Wind turbines have been a feature of the European landscape for decades. But few governments have shown the level of commitment to harnessing wind as the Scots have exhibited.
Alex Salmond, the Scottish first minister, has embraced renewables as few other political leaders have, and he has set out an ambitious plan to satisfy 100 per cent of Scottish energy needs from alternative sources as early as 2020. The government has even cast its eyes across the border, and exports of green electricity to England and even farther afield are part of the long-term vision.
"It's very high on the political agenda in Scotland," says Jason Morris, a partner at the consultancy PricewaterhouseCoopers. "The Scottish government is a very strong supporter of all things green."
Apart from hydropower, wind is the major component of this strategy. With less than a tenth of the UK population, and about a third of its land mass, Scotland has the capacity to produce 18 per cent more renewable energy than neighbouring England, and generates 48 per cent of all wind power produced in the British Isles. As visitors to the Scottish Highlands can testify, conditions for wind power in Scotland are among the best in the world.
The unbridled enthusiasm for, and the potential of, renewable energy in Scotland has not gone unnoticed in the UAE. After repeated visits to Abu Dhabi by Mr Salmond, he signed an agreement last month with Masdar, the government-owned clean-technology company.
"This … agreement provides vitally important investment and development opportunities for both partners," Mr Salmond said at the time.
It is on the investment side that Scotland and Abu Dhabi might well find most common ground. Masdar is exploring the potential of wind power in Abu Dhabi, and has already committed to a 30 megawatts wind farm on Sir Bani Yas Island. But it has also significantly increased its emphasis on investing in clean-energy businesses abroad, and to this end has brought to life a third fund, a joint venture with the Development Bank of Japan.

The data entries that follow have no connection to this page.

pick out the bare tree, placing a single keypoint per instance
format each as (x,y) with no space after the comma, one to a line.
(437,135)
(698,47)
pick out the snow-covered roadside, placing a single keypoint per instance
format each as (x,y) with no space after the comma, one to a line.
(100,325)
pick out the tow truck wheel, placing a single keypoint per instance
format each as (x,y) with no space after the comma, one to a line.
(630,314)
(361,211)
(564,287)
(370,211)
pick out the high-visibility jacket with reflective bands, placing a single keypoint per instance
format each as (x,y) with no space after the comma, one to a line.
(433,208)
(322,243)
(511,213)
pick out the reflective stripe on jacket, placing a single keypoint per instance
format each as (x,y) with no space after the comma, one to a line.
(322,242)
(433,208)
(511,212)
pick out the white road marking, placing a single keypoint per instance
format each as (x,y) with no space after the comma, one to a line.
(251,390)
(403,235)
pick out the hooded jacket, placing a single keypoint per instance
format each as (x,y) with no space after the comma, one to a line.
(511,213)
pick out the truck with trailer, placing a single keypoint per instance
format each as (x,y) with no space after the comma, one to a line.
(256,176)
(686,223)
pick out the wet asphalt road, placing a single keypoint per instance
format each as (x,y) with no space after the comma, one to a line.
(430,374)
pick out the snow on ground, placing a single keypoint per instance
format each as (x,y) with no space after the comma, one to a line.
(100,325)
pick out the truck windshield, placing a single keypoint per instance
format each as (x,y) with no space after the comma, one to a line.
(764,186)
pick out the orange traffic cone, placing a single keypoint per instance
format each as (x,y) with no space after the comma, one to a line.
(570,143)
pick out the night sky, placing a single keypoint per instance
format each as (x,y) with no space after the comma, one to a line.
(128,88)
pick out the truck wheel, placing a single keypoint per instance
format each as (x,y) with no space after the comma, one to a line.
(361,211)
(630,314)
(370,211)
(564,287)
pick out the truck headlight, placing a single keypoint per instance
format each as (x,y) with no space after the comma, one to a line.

Scotland's government will be pleased at the prospect of outside investment in its renewables sector. Its interest in green energy far exceeds environmental concerns, and mirrors the rationale invoked by governments around the world. In the Arab world, China, the US and Europe, the renewable-energy industry is regarded as a way to boost employment.
In Europe, the economic malaise that was sparked by the meltdown of the banking sector in 2008 has been prolonged by the sovereign-debt crisis and is still depressing labour markets.
In China, renewables help to meet the growing demand for energy stemming from rapid industrial development while helping to drive that boom. In the Arab world, renewable energy can help countries to free up crude oil and natural gas for export and help fight high unemployment, which has been identified as a prime cause of the social unrest of the Arab Spring. Organisations including the World Wind Energy Association (WWEA) and the Emirates Solar Industry Associationhave championed their energy technologies by extolling their impact on job creation.
"Wind power has become - as a low-cost, low-risk and non-polluting energy option - a pillar of the energy supply in many countries," He Dexin, the WWEA president, says on the organisation's website. "These countries have been able to create new industries and hundreds of thousands of jobs."
The message also applies to the British Isles.
"[Wind power] is seen as an opportunity in the UK to lead the way in a new area of technology that can be of benefit to the environment, but also in those times of economic duress," Mr Morris says.
As a consequence, installed capacity in Britain rose by 730 megawatts to more than 6 gigawatts last year. This is still a fraction of capacity elsewhere. China, the biggest player in wind power, added a staggering 18 gigawatts last year. Even in Europe, Britain's wind power base is dwarfed by Germany's and Spain's.
The focus on installed capacity and Scotland's ambitious generation targets obscure the fact that the biggest profits lie in the manufacturing of wind turbines, while production of equipment is more labour-intensive than installation and maintenance work. Experts estimate that materials and the construction of the turbine parts account for about two thirds of the cost of a turbine.
While Scottish & Southern Energy and Scottish Power are two of the biggest producers of wind power in Europe, Scotland has been less successful in building a turbine manufacturing base.
"The fear is that we are missing out on supply chain opportunity in Scotland," Mr Morris says. "Eighty per cent of technology that goes into wind farms has come from Scandinavia or Germany."
International manufacturers such as Gamesaand Mitsubishi have started setting up shop in Scotland, but have restricted themselves mainly to research and development centres.
The government believes that the sheer scale of the renewables programme will make growth in the domestic manufacturing base inevitable. Maintenance and installation work will invariably be executed in Scotland itself, and capacity growth cannot fail to create jobs.
But most of the profit generated may well continue to leave the country.
"There is a risk that we won't grasp the opportunity as much as we'd like to," Mr Morris says. "I think we will have local jobs, but I don't know if we will have local ownership."
Any investment flows from Abu Dhabi into turbine manufacturing or power generation in Scotland would equally result in profit heading to the Emirates.
Judging by Mr Salmond's eagerness to establish close ties with cash-rich Masdar, that risk will not derail his drive.